慎吾は複雑な表情で私を見つめていた。
感心と驚きと戸惑い。
ふたりのことを自分以上に知っているのに、私が何故不機嫌なのか、慎吾はますますわからなくなってしまったよね?
こんな時、どうしたらいいのか自分でもよくわからない。
でも、大好きな慎吾を困らせていることは確かだ。
嫌だ!
嫌だ嫌だ!!
もうぐちゃぐちゃになってきた!!!!
「あぁぁぁぁ!!!やっぱり私って嫌な女だわ。
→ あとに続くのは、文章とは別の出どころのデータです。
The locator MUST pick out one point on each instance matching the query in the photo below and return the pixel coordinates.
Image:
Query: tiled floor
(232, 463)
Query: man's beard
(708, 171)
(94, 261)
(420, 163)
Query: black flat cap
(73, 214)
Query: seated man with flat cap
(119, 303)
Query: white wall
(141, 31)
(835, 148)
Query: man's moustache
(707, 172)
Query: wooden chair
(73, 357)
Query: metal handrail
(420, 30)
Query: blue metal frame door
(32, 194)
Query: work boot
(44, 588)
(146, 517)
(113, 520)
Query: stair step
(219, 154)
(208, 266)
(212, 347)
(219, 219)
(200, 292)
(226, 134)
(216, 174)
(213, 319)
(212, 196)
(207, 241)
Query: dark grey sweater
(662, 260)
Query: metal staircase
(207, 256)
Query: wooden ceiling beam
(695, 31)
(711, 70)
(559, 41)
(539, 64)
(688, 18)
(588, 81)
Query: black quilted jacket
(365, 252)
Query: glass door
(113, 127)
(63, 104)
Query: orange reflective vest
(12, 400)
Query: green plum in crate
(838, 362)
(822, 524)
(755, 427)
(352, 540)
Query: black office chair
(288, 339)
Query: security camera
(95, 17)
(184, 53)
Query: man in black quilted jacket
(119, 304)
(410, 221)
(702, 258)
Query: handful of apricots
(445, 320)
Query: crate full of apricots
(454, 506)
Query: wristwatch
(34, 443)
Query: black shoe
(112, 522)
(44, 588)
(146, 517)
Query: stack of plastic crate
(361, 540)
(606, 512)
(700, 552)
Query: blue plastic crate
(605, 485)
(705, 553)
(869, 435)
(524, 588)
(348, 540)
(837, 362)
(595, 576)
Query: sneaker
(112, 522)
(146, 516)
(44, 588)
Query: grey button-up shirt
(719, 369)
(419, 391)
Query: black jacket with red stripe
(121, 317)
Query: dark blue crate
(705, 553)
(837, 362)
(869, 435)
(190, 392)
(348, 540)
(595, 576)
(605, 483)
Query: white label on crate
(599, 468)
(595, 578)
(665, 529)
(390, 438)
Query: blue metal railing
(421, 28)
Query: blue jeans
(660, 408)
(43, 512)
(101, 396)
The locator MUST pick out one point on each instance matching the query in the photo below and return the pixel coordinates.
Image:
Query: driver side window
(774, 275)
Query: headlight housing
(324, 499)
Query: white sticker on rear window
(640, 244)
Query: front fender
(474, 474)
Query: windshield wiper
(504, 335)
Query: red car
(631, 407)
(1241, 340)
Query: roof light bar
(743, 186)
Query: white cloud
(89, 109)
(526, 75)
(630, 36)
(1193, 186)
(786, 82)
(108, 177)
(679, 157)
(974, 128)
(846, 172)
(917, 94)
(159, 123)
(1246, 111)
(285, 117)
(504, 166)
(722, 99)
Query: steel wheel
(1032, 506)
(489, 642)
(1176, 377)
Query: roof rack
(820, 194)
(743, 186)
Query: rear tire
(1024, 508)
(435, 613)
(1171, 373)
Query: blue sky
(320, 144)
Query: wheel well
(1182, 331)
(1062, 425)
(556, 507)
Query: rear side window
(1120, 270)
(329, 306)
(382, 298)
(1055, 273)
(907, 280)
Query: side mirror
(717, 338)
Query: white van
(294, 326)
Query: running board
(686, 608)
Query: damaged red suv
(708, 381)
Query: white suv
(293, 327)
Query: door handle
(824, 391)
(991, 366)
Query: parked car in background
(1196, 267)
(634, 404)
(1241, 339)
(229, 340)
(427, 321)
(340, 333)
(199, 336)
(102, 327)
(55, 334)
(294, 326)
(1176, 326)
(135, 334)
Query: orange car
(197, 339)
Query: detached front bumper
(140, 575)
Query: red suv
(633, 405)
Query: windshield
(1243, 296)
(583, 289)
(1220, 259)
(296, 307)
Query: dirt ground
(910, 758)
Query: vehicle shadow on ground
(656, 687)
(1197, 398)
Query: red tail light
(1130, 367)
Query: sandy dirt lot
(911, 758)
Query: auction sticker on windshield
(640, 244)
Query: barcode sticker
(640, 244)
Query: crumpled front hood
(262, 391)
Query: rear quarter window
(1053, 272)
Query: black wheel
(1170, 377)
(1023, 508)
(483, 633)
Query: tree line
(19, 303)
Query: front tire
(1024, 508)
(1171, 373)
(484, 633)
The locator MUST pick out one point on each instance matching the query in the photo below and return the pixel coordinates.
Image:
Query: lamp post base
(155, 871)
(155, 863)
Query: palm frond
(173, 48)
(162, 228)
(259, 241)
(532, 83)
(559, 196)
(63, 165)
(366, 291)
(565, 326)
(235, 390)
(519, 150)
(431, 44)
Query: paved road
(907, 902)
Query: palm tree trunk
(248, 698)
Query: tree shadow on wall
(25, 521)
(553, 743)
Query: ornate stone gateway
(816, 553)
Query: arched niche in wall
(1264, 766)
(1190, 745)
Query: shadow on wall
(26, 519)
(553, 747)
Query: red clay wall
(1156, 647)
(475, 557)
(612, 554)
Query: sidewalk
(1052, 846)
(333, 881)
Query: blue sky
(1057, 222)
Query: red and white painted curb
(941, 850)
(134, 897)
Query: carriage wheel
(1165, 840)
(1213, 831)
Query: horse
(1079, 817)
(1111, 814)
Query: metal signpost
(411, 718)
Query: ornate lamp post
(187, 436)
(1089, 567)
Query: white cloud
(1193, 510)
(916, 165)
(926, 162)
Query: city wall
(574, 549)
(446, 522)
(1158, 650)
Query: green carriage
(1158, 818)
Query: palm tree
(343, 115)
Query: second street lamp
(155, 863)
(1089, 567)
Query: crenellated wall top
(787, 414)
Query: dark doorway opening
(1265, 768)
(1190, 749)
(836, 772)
ありさ先輩だってわかっているのに、慎吾に八つ当たりしてる」
心の叫びが口を吐いて出ると、頭を抱えてベランダに飛び出した。
外はいつの間にか春の雨が静かに降り始めていた。
慎吾に合わせる顔がない。
悲しいくらいに情けない。
「濡れるぞ。中に入れ、風邪ひくぞ!」
慎吾の声に、首を振って、
「頭冷やしたいから、いい」
自分でも情けないくらい小さな声で言うと、手すりを掴んで空を見上げた。
このまま雨と一緒に消えてしまいたい。
消えてしまえたら、どんなにいいか。